This article appeared in the Lilydale & Yarra Valley Leader on January 5, 2010:
"FABRIC OF TOWN INTACT AS GLOBAL GIFT SHOWS
From the ashes of Black Saturday has come an amazing outpouring of warmth and generosity.
When Julie Bell and Julie Warren began developing a project to allow local quilters to show their support to bushfire victims, they had no idea it would involve people from all parts of the globe.
A Warburton resident, Ms Bell was trapped in Marysville on February 7 and witnessed first hand the devastation.
Her family and several other by-standers helped a woman escape from a car that was crushed by a falling tree.
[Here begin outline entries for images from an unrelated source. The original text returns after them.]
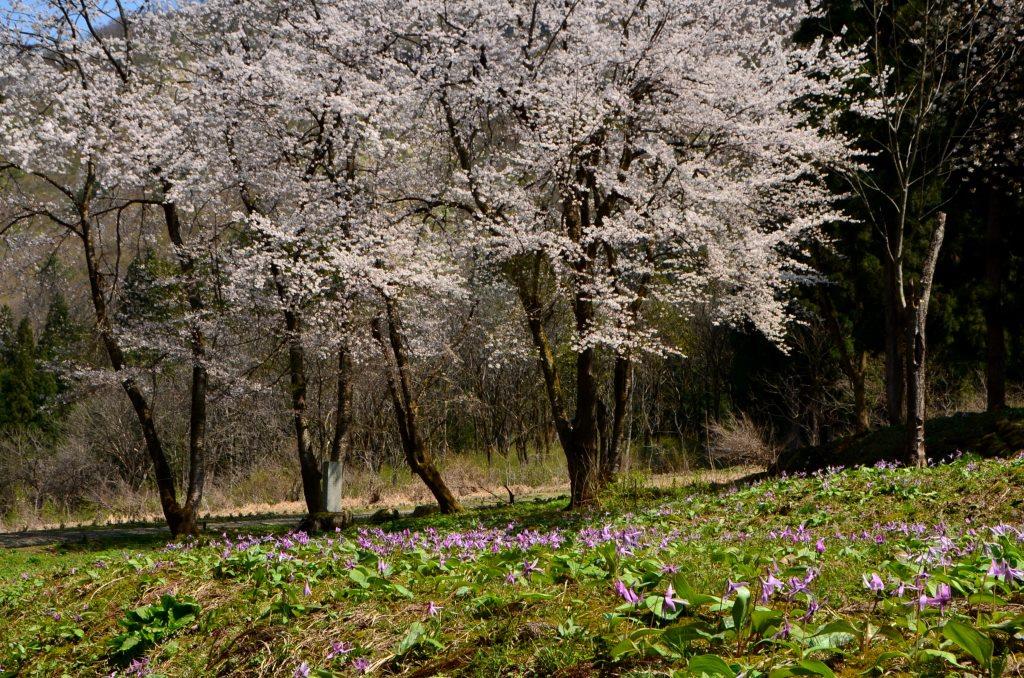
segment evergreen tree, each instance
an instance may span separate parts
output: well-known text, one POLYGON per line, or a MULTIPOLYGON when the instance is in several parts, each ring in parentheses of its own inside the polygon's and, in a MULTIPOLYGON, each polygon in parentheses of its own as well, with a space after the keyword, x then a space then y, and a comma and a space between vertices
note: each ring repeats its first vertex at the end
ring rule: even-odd
POLYGON ((39 366, 32 325, 22 319, 0 371, 0 428, 51 428, 47 410, 55 394, 56 381, 39 366))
When the woman was safely in an ambulance Ms Bell said the group turned to see thick black smoke just 100m from where they stood.
They escaped the town and drove to nearby Alexandra, where they spent the night in a school hall filled with smoke from the fires.
"The one thing I experienced in the middle of all of that was an incredible sense of community," Ms Bell said. "People were looking after each other, and I was moved by their spirit."
Grateful to have escaped alive, Ms Bell decided she wanted to do something more to help Marysville on the road to recovery.
She began with a couple of planting days and then decided on a quilt project that would show the town's people they were not alone.
"I was a non-quilter so it was just an idea, but I was talking about it in a quilting shop in Healesville when Julie Warren, who was visiting from Mulgrave, overheard me and offered to help," she said.
The Beauty for Ashes project has collected more than 130 squares from quilters as far afield as England and Canada.
The giant quilt will be donated to Marysville on the one-year anniversary of the fires."